# Help from any South Carolina folks!!



## coppers-mom (Jan 9, 2009)

That's down towards the coast. I'm not sure who is near that area, but hope they chime in soon.:crossfing


----------



## Karen519 (Aug 21, 2006)

*Bumping up*

Bumping up.

Merlin's Mom is in South Carolina.

*Jealous1: Who should they contact? Should they email you?*


----------



## Merlins mom (Jun 20, 2007)

I am in York county SC. The drive from here to Charleston in 3 hours each way. I wouldn't be able to do the whole trip, but I would be happy to drive part of the way if I'm not working.

When is the transport?


----------



## jealous1 (Dec 7, 2007)

Merlin's Mom - Sorry for not replying earlier - swamped at work and just taking a quick break and saw this. I'm not sure a definite transport has been set up - will do some checking and try to get back w/ you.

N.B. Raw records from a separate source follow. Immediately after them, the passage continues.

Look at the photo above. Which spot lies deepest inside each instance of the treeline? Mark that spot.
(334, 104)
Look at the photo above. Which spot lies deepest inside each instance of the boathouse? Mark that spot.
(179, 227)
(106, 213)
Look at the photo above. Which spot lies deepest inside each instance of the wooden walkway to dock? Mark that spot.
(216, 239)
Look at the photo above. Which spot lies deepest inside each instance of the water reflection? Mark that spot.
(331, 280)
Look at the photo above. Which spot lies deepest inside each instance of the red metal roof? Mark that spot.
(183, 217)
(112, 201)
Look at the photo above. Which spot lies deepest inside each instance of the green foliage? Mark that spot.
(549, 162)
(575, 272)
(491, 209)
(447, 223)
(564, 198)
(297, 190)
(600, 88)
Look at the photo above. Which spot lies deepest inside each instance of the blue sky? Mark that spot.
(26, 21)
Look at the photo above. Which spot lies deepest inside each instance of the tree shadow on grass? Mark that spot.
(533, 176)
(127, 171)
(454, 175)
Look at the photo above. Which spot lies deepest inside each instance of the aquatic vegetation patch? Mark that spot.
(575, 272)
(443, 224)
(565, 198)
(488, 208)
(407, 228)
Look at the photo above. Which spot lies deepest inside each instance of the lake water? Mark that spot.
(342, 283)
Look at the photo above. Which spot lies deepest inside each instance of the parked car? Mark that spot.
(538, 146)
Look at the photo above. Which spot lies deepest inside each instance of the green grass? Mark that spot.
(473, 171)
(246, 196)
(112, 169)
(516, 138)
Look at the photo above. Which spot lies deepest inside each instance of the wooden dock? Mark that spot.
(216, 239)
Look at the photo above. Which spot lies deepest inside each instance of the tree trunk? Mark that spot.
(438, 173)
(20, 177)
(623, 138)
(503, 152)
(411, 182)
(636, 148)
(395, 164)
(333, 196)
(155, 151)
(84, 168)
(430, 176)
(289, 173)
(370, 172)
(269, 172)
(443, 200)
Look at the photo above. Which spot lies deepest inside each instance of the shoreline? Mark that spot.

Merlin's Mom--just sent you a pm


----------



## Merlins mom (Jun 20, 2007)

jealous1 said:


> Merlin's Mom - Sorry for not replying earlier - swamped at work and just taking a quick break and saw this. I'm not sure a definite transport has been set up - will do some checking and try to get back w/ you.
> 
> Merlin's Mom--just sent you a pm


Got it, thanks! I'll be working all weekend but will try to check in!


----------



## GoldensGirl (Aug 2, 2010)

Bumping up.


----------



## Karen519 (Aug 21, 2006)

*Bumping*

Bumping up.


----------



## jealous1 (Dec 7, 2007)

Thanks everyone! I have forwarded contact information to Merlin's Mom.


----------